On each of the next four days, police talked to Charles Bower, a relative of Lovett, about the murders. Bower initially denied any knowledge of them, but on June 28, gave police a statement in which he claimed he was in a farmhouse near Delmar, Delaware, when Lovett took both Todd and Bull in back of the farmhouse and murdered them. He was later convicted of the murders at trial.
Lovett was tested for COVID-19 on July 5, 2020 and tested positive as DOC initiated proactive testing of all inmates as part of its aggressive COVID-19 mitigation efforts after a cluster of cases was identified through proactive monitoring and testing.
After his positive COVID-19 test result was returned, Lovett was transferred to James T. Vaughn Correctional Center where he initially received treatment in the facility’s COVID-19 Treatment Center. As symptoms developed he was admitted to Bayhealth Hospital, Kent Campus for treatment on July 14, where his family was engaged in treatment decision-making. In recent days Lovett’s condition deteriorated and he was pronounced dead by hospital staff at 3:21 a.m. today.
Lovett’s body was released to the Delaware Division of Forensic Science to determine cause of death.
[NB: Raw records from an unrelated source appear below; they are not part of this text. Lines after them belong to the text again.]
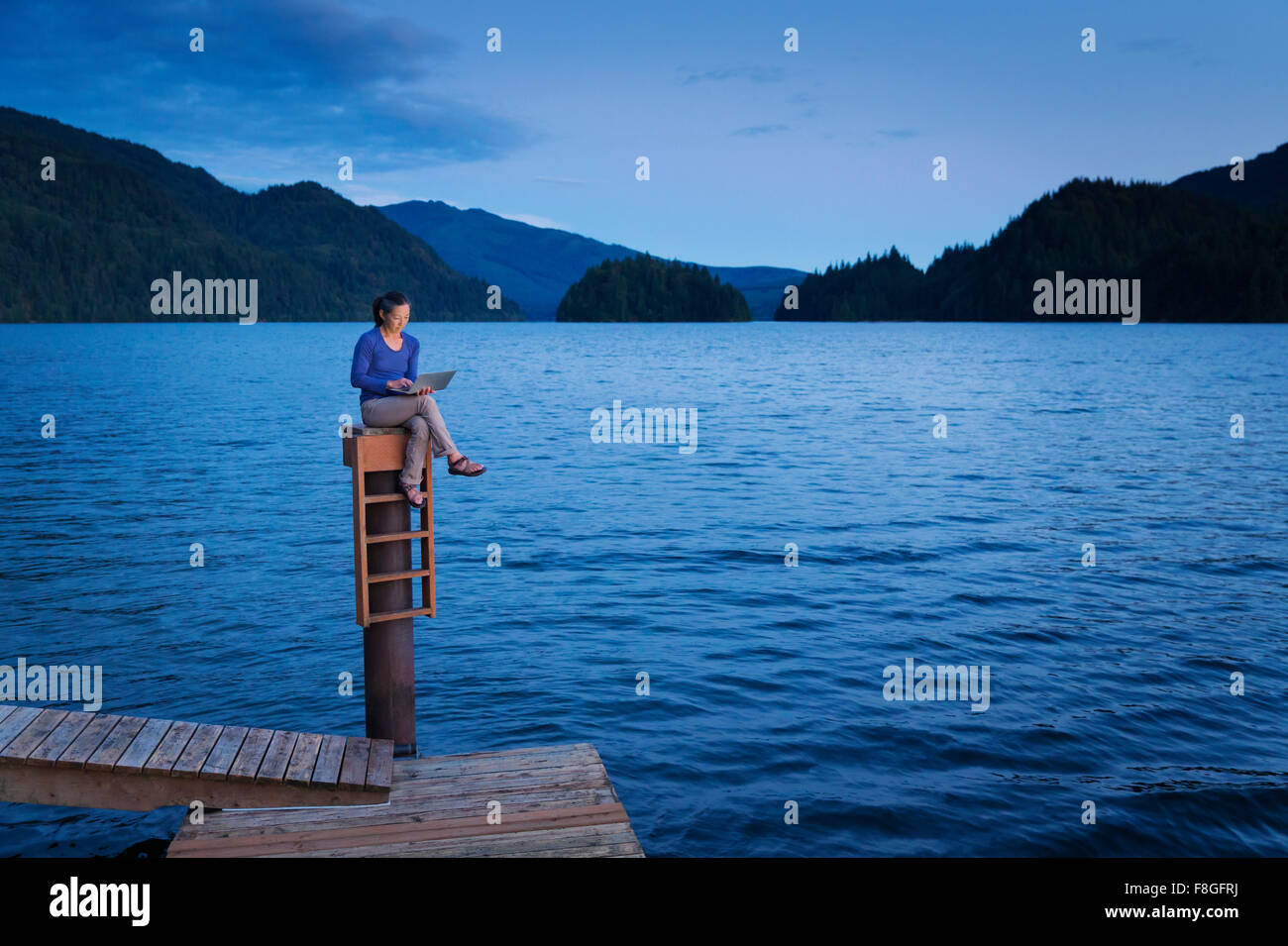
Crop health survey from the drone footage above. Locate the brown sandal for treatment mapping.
[447,453,486,476]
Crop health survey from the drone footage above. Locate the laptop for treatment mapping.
[398,370,456,394]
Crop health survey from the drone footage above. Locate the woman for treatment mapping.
[349,292,486,510]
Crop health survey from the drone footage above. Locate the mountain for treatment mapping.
[774,147,1288,322]
[1172,145,1288,210]
[380,201,805,321]
[0,107,523,322]
[558,254,751,322]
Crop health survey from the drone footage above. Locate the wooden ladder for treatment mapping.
[344,427,434,627]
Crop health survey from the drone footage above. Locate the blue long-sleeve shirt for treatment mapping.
[349,328,420,404]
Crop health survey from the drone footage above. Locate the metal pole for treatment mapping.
[362,470,416,757]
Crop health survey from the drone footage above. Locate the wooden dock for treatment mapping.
[0,705,393,811]
[167,743,644,857]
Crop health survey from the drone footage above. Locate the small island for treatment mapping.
[555,254,751,322]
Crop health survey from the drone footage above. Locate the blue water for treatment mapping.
[0,323,1288,856]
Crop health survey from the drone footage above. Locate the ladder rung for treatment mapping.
[368,607,434,624]
[368,529,434,542]
[368,569,434,584]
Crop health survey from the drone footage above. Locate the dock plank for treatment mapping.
[339,736,371,788]
[255,730,300,784]
[364,739,394,790]
[54,713,124,769]
[313,735,345,788]
[167,738,643,857]
[228,728,273,782]
[286,732,322,788]
[198,726,250,782]
[112,719,174,775]
[0,706,44,749]
[170,723,224,779]
[85,715,147,773]
[27,712,94,767]
[143,721,197,775]
[0,709,67,763]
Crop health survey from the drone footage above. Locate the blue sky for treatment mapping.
[0,0,1288,269]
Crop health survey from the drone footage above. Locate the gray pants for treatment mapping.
[362,394,458,486]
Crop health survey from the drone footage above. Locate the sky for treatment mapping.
[0,0,1288,270]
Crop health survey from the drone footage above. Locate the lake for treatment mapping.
[0,320,1288,856]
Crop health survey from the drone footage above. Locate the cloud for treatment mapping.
[729,125,791,138]
[0,0,537,172]
[533,173,608,184]
[680,65,783,85]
Lovett, from Salisbury, MD, has been in DOC custody since 1982 and was serving two life sentences for two counts of 1st Degree Murder and Possession of a Deadly Weapon.
This week DOC announced that 350 inmates who tested positive last month for COVID-19 at two facilities have recovered from the illness. As of August 5, only 7 of the remaining inmates with active COVID-19 infection are symptomatic, including 2 inmates who are hospitalized. No inmates with COVID-19 infection remain on a ventilator.